Can you tell more?Totally anecdotal: In high school I took an experimental creative writing class, a "level 6" that they invented (end of the 60's). The only thing we did was show up, sit at our desks, and spend 40 minutes writing whatever we wanted. Nothing was taught. So it attracted a certain type of mentality. One day there was a guest lecturer, a writer. When he talked, he waved about with his left hand, and somehow after the lecture this left handedness came up. The teacher asked, "How many of you are left handed?" About 80% of us were. This has always intrigued me. How did a majority of left handers end up in this unusual kind of class, when the world is majority right handed?

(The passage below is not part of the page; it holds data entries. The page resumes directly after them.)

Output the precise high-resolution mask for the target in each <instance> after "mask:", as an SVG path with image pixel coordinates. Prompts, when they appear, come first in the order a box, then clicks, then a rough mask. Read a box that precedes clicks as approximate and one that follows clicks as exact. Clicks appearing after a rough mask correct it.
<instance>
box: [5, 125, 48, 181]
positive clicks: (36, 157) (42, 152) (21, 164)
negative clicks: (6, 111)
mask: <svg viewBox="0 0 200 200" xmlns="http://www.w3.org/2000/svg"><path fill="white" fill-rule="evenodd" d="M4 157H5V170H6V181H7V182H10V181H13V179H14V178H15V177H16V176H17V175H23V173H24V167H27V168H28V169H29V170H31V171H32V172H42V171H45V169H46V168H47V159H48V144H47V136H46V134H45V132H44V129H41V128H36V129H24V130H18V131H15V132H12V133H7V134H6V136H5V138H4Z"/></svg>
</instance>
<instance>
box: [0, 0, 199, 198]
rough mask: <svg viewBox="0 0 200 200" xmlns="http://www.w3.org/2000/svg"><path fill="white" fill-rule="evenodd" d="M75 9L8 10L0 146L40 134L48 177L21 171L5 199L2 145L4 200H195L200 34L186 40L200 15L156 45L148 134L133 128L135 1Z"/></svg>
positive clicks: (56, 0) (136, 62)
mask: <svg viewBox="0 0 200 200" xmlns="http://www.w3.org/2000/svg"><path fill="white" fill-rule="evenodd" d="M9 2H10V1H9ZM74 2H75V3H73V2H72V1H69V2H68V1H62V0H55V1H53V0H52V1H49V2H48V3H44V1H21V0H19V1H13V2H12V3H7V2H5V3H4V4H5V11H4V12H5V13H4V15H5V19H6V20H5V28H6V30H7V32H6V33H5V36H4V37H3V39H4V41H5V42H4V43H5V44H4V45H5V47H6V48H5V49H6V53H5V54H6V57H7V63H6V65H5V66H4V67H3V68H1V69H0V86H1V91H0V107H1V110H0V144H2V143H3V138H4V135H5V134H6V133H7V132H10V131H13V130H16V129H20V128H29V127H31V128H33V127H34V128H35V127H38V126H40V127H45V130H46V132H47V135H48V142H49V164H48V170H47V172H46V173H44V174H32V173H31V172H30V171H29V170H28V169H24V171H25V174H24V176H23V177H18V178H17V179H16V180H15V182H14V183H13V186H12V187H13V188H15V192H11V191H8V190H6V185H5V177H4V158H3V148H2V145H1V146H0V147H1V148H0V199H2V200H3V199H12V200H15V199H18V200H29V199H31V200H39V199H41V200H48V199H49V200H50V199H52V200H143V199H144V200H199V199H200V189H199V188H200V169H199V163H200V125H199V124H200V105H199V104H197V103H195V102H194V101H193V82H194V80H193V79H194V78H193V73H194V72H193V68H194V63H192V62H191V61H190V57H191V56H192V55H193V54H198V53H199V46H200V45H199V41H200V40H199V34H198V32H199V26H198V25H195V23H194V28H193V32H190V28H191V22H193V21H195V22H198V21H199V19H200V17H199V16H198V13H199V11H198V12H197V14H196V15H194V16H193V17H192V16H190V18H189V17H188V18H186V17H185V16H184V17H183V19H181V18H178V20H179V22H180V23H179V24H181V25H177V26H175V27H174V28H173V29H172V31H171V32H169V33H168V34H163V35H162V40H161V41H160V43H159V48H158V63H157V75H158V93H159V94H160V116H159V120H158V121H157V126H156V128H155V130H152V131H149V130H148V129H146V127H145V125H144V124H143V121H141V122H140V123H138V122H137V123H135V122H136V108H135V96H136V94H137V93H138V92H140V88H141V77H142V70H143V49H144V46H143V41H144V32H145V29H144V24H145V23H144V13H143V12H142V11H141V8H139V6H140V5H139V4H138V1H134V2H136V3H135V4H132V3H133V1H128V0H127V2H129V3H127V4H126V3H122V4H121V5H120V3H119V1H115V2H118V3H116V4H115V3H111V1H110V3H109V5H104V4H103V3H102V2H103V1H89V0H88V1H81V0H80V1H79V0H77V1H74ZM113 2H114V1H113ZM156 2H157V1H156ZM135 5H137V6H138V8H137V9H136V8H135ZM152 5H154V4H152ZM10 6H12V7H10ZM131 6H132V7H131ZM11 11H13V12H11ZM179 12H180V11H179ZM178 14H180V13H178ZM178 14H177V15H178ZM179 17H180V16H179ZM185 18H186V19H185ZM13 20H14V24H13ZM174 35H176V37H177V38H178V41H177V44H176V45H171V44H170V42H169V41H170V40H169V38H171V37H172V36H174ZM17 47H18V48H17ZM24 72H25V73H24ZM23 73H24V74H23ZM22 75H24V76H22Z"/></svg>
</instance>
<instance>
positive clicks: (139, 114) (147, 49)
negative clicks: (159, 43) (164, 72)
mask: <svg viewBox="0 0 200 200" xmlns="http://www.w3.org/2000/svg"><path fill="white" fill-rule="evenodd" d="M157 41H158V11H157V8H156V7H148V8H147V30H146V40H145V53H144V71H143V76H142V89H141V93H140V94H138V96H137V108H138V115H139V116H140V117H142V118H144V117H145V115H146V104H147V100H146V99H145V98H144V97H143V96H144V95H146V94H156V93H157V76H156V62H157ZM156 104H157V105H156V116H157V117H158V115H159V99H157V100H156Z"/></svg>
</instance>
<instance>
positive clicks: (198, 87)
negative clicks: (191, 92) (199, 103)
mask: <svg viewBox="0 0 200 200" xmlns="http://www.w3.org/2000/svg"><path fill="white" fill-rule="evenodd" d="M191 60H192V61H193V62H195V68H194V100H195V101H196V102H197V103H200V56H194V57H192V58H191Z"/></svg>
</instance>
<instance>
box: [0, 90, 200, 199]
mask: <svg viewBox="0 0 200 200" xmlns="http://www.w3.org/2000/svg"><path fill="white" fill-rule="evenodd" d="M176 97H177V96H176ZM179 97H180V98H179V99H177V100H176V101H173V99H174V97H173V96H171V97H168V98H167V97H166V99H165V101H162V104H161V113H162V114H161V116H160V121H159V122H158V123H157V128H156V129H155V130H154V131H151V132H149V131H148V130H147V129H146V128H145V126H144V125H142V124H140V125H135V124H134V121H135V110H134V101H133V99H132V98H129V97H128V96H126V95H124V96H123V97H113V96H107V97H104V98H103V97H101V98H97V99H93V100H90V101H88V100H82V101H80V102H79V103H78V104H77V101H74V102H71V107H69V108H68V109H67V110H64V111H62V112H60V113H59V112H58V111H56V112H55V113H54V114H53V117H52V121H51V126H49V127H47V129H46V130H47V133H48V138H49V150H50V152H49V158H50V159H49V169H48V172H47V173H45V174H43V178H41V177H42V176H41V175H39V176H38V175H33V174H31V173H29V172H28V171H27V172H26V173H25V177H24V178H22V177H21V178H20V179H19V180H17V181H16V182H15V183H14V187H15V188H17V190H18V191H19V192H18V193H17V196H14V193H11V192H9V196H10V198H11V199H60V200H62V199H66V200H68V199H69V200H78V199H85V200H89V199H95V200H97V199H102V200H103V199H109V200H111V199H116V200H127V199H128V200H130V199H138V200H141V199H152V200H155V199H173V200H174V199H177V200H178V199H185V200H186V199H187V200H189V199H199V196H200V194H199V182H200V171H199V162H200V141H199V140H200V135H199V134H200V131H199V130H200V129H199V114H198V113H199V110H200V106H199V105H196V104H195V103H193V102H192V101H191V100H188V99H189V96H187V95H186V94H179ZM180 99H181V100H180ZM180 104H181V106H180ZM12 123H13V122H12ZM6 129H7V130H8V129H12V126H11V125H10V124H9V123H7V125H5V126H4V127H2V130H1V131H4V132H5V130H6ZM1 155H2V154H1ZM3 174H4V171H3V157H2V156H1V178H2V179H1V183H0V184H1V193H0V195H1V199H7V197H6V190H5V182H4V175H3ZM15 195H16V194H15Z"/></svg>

The decline of motor performance of the human hand-arm system with age is well-documented. While dominant hand performance is superior to that of the non-dominant hand in young individuals, little is known of possible age-related changes in hand dominance. We investigated age-related alterations of hand dominance in 20 to 90 year old subjects. All subjects were unambiguously right-handed according to the Edinburgh Handedness Inventory. In Experiment 1, motor performance for aiming, postural tremor, precision of arm-hand movement, speed of arm-hand movement, and wrist-finger speed tasks were tested. In Experiment 2, accelerometer-sensors were used to obtain objective records of hand use in everyday activities.Principal FindingsOur data confirm previous findings of a general task-dependent decline in motor performance with age. Analysis of the relationship between right/left-hand performances using a laterality index showed a loss of right hand dominance with advancing age. The clear right-hand advantage present at younger ages changed to a more balanced performance in advanced age. This shift was due to a more pronounced age-related decline of right hand performance. Accelerometer-sensor measurements supported these findings by demonstrating that the frequency of hand use also shifted from a clear right hand preference in young adults to a more balanced usage of both hands in old age. Despite these age-related changes in the relative level of performance in defined motor tasks and in the frequency of hand use, elderly subjects continued to rate themselves as unambiguous right-handers.ConclusionThe discrepancy between hand-specific practical performance in controlled motor tests as well as under everyday conditions and the results of questionnaires concerning hand use and hand dominance suggests that most elderly subjects are unaware of the changes in hand dominance that occur over their lifespan, i.e., a shift to ambidexterity.